In 1854 some mighty residents of Syrrako tried to make another rebellion. Luckily they took an amnesty, saving the village from a second disaster. Also, the Turks began to make cuts in the privileges they had granted. These were unpleasant facts. Despite these unpleasant events, the village made great progress in the years to come. In February 1881, with the Berlin Treaty (1/13 July 1878), Thessaly and part of Epirus were annexed to Greece by a new frontier line, the rivers Arachthos and Kalarrytikos. As a result, Syrrako remained in Turkey, unlike Kalarrytes, Matsouki, and Arta who went to freed Greece. So the two villages, Kalarrytes and Syrrako, belonged to different states, which somehow prevented the trade between Epirus and Thessaly. The independence of the area was conquered on 23/11/1919.

World War II and its disasters, and later the Civil War, resulted in the desolation of the place. It was difficult to live in an inaccessible place, without roads, without electricity, without other facilities, and especially without the great activity and profits that it had in the past. So it is left with a few permanent residents today.
Syrrako gave to Greece great men such as the poet Kostas Krystallis (1868-1894), Ioannis Kolettis (1774-1847), the first constitutional prime minister of Greece, George Zalokostas (1805-1858) poet and fighter of 1821.

Also the chieftains Katsikogiannis, Lepeniotis and others, the benefactors G. Yianniotis, S. Baltatzis, G. Ikkos and others, as well as many other men of letters, arts and commerce came from Syrrako.

Stone bridges

Pounda Nouaoua or New Bridge: It is the first bridge we meet at the entrance of the village. It is a single arch with a flat deck and was built in 1800, but we do not know either the builder or the sponsor, since there is neither inscription nor oral testimony. It is kept in good condition, although without any repairs or maintenance. They named it like that as to distinguish it from the neighboring and older bridge. Next to it is the Fantanitsia tap (presumably from the Italian fontana that means a spring or tap).

Pounta Viaklia Bridge (old bridge) or Nik bridge: After the previous and at the entrance of the village, built in 1938 on an older one.
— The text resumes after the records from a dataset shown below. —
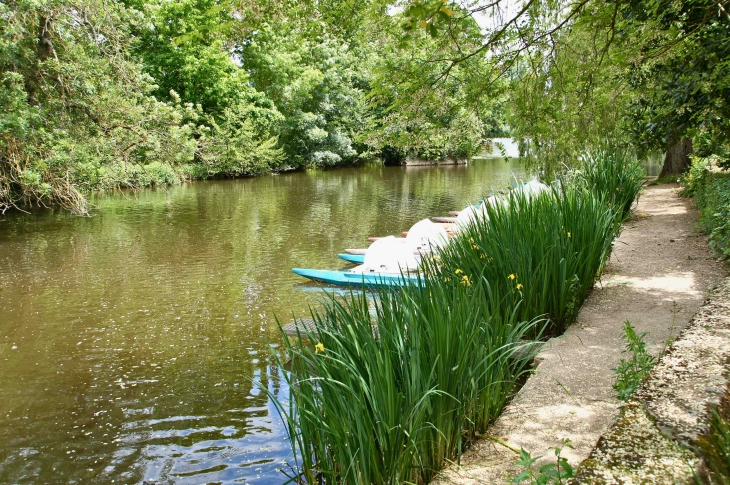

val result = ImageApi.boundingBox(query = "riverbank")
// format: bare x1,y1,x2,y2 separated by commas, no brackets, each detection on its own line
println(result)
432,183,728,484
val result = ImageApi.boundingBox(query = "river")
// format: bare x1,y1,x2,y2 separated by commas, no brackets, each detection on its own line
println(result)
0,159,524,484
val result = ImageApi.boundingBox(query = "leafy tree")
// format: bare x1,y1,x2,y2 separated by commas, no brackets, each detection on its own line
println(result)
0,0,197,213
507,3,636,175
623,0,730,175
400,0,729,175
197,107,284,176
365,6,504,162
238,22,370,167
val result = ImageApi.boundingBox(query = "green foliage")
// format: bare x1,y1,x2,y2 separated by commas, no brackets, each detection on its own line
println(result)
696,390,730,485
437,185,620,333
269,163,642,483
496,0,729,175
198,111,284,176
509,439,576,485
365,7,505,162
273,275,541,484
509,10,636,176
240,24,369,168
401,0,455,38
613,320,656,401
694,130,730,170
681,157,730,260
572,147,646,222
624,0,730,156
0,0,287,213
0,0,200,213
1,0,517,212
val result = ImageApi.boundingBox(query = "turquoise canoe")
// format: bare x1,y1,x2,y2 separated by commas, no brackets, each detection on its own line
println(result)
338,253,365,264
338,253,423,265
292,268,422,288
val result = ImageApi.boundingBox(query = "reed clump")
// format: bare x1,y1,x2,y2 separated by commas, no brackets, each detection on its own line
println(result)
272,152,645,484
437,185,620,334
574,147,646,223
275,277,541,484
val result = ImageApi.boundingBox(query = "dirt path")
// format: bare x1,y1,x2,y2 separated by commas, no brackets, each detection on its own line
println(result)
434,183,728,484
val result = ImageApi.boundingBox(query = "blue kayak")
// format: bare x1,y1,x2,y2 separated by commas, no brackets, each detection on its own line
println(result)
292,268,422,288
338,253,365,264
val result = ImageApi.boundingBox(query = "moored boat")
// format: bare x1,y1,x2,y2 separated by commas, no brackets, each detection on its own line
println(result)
291,268,422,288
293,220,449,288
338,253,365,264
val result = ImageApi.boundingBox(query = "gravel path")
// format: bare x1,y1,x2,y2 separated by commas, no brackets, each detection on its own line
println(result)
433,183,728,484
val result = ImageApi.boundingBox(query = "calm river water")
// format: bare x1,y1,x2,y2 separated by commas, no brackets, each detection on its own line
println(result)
0,159,524,484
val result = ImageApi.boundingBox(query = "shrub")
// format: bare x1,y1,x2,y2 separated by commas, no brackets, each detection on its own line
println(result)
681,157,730,260
137,162,180,187
175,163,210,181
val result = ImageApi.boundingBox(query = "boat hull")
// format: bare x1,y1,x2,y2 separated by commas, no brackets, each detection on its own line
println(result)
292,268,422,288
431,216,457,223
338,253,365,264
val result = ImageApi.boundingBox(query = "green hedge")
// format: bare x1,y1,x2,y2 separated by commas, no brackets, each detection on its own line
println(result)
682,158,730,260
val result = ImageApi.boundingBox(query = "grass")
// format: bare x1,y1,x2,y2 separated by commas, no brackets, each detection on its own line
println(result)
695,389,730,485
269,149,646,484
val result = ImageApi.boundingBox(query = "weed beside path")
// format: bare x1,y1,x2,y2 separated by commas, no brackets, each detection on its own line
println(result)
573,277,730,483
433,183,727,484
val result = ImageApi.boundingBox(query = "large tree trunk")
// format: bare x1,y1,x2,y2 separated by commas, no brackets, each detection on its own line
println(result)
658,137,693,179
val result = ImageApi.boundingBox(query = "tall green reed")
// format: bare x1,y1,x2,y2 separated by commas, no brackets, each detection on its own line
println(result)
437,185,619,333
574,148,645,222
271,272,541,484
In a close distance there is a watermill.

Bridge in Siopatos: A stone-made single-arch bridge that bridges the stream that starts from the Source of Siopatos and is poured into the Chrousia tributary of Kalarrytikos. It is located at the top of the village just below the ring road. It is unknown when and by whom it was built, but the money was given by the nuns to be able to go to the nearby Kalogretsi tap.


Dyo Vryses (which means two stone fountains): A nice vaulted building with two stone troughs, near Zalokostas Mansion. It was built in 1876 by the great merchant N. Palios.

Spring of Goura: Above the square, near Agios Nikolaos. It is a masterpiece of architecture, perhaps the best of the village covered by a large but lovely curved dome, made from the pumice stone “Gigonara”, the name of the site from which it was mined. The terraces are a later addition, apparently for practical reasons (eg touching the barrels, etc.), but they are definitely a disagreement and spoil the beautiful image of the source. Tradition says that here they found the image of St. Nicholas.

Spring of Condol: Above Goura: It has also been saved from the great destruction of 1821. It has two stone cubicles, built in the background and housed in a semicylindrical stone dome on which there is a garden!